Wayne Workman last edited by Wayne Workman
@Wirefall What is the model of the problematic host? Is this a server?
I manually added and assigned debug task. The contents of /var/log/ are attached. I also ran ifconfig; it only shows the local adapter and it wasn’t possible to bring up eth0.
Also, previously daemon.log on the FOG server showed a DHCP offer of X.X.X.11 that was then requested by the client and ack’d by the server. This was almost immediately followed by a new discover and an offer made for X.X.X.10, which was also requested and ack’d. This time the same thing occurred, other than the initial offer being for .13, which was still followed up with .10.
Thanks for looking at this. Let me know if there’s any other information that would be helpful to troubleshoot.
@george1421 Roger that. I’ll attempt the manual insertion and debug capture this evening. Thanks for the prompt responses!
And, yes, I have all sorts of junk under my desk…
@george1421 I’ll attempt a manual assignment and look at the debug info if successful. Cheers
@Wirefall I think our next step is to get the target computer to boot into a debug capture console to see what is going on.
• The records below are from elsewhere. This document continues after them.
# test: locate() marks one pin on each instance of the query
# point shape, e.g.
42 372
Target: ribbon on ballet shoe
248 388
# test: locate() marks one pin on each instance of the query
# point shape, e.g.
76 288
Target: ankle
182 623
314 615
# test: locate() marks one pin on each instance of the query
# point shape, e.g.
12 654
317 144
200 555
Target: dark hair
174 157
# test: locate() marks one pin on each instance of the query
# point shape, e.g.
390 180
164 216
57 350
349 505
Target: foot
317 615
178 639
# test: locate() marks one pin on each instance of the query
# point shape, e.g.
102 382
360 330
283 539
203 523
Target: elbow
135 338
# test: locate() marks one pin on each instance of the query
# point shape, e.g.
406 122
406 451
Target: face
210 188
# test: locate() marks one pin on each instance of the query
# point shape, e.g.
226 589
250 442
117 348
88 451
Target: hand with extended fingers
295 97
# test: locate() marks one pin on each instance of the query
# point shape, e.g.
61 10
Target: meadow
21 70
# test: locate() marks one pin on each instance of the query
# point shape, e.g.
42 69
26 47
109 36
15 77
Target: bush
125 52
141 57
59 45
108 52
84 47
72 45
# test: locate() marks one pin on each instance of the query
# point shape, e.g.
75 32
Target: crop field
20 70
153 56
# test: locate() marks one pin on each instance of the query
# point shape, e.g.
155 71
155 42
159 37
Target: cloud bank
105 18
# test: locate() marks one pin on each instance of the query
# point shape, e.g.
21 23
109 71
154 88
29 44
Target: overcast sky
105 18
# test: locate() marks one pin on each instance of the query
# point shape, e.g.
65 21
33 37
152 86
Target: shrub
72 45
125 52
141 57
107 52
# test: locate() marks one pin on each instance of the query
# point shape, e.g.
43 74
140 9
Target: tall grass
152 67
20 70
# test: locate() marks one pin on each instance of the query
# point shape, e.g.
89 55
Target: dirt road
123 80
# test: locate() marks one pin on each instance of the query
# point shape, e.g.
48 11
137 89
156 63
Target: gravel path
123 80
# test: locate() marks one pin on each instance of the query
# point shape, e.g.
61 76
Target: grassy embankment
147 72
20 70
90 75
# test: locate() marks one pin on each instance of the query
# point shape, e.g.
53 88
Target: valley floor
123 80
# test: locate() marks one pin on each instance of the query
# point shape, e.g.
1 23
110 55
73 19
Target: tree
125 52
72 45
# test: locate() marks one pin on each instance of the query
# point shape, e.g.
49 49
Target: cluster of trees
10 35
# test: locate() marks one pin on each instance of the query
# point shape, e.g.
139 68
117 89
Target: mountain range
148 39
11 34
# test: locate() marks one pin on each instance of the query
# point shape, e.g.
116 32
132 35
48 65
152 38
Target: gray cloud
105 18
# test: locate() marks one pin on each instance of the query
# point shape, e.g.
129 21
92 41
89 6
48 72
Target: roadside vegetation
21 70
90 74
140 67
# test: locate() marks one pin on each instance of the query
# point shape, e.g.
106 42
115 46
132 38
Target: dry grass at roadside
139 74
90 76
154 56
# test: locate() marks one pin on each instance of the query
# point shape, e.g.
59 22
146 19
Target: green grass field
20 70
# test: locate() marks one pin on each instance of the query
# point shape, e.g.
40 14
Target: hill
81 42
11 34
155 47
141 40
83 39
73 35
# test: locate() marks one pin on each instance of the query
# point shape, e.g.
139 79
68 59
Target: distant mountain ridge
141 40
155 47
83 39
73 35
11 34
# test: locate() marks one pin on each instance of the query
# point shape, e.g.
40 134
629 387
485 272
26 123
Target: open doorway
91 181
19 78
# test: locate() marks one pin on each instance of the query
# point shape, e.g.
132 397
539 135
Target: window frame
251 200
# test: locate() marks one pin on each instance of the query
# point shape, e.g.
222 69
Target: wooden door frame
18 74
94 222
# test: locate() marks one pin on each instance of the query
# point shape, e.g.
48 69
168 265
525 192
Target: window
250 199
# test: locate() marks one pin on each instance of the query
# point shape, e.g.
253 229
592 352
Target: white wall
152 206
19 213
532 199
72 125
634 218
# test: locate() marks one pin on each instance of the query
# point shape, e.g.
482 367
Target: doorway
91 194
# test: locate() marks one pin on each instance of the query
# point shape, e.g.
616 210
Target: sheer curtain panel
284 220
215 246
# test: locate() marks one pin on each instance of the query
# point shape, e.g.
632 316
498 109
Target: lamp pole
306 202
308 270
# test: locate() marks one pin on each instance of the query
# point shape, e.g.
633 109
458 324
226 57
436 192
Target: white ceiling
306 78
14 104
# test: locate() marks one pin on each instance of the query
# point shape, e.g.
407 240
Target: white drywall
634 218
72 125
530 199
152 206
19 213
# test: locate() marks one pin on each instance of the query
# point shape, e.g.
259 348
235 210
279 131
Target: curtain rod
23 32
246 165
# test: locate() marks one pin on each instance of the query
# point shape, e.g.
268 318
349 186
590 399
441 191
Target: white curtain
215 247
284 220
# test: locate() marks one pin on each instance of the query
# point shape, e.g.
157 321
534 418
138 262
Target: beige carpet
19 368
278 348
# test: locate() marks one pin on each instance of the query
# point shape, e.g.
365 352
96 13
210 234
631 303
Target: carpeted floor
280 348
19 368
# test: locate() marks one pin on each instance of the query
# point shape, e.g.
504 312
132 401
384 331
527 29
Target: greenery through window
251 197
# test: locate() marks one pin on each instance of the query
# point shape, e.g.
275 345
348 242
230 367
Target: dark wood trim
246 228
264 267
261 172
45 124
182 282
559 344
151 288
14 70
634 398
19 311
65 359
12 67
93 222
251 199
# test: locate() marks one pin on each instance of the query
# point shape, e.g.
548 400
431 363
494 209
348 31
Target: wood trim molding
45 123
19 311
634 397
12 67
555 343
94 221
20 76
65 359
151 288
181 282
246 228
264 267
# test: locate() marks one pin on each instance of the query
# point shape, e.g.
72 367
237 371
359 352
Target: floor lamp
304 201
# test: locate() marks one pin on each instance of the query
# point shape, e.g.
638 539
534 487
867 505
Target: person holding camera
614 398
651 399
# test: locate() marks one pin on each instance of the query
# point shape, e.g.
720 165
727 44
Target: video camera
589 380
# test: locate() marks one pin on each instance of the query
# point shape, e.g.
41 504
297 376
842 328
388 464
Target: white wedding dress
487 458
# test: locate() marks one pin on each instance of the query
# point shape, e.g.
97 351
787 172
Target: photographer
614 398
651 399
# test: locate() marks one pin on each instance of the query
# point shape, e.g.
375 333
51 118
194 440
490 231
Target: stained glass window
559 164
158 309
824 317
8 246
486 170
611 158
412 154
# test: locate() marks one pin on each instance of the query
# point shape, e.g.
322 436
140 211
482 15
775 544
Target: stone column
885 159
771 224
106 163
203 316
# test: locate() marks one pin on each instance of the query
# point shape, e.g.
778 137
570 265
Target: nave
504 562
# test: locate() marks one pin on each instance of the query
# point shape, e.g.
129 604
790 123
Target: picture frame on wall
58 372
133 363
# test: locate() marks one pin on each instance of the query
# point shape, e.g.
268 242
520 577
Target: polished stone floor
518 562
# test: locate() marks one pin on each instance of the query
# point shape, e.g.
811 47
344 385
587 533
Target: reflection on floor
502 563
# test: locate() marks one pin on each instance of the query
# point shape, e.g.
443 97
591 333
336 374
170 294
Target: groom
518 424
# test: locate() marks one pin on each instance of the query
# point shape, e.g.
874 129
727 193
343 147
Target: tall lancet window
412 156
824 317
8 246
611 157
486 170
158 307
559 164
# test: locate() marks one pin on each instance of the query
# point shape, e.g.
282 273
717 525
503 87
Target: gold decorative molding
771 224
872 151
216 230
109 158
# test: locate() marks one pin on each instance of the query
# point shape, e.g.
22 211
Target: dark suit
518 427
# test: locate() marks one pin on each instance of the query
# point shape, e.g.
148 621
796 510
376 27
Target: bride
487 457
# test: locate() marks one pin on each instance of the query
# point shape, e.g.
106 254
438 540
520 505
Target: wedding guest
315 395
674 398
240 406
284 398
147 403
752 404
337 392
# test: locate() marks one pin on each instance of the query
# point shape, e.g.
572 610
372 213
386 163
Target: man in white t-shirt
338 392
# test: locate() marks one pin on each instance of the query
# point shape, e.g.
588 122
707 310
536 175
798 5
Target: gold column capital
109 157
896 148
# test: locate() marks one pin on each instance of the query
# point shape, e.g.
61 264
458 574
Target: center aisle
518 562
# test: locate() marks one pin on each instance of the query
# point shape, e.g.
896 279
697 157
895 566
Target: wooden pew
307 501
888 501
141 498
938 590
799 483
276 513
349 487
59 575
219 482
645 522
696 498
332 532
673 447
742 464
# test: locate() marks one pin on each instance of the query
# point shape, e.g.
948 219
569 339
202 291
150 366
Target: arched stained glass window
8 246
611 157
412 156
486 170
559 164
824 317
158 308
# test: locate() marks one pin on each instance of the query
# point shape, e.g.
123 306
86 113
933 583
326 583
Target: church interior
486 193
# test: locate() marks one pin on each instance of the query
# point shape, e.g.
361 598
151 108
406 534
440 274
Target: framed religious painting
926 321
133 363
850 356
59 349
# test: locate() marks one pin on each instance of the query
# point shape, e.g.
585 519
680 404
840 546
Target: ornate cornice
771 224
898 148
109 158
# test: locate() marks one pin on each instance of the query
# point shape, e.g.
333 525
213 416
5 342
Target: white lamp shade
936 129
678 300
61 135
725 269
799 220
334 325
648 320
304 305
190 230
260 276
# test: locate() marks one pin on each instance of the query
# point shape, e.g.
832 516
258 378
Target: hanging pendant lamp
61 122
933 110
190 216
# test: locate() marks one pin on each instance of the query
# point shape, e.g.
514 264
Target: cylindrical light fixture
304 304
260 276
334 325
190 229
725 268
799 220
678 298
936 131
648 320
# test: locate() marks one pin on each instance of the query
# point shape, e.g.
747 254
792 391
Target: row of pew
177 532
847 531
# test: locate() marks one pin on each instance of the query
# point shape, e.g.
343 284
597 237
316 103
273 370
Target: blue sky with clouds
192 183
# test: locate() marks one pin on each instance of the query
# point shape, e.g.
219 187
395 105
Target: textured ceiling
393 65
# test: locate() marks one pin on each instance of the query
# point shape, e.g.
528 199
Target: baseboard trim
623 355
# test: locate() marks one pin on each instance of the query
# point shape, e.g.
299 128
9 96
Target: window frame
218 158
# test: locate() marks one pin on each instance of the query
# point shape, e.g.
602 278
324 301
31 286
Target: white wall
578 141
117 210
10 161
If a dumb switch with no fancy support doesn’t work I think a hub would be a waste of time (unless you had one under your desk already).
@Tom-Elliott I’ve tried through two separate switches. One managed the other as cheap as cheap can get…doubt it has any additional functionality. I’ll dig out an old hub to make sure this isn’t the problem. Thanks for input!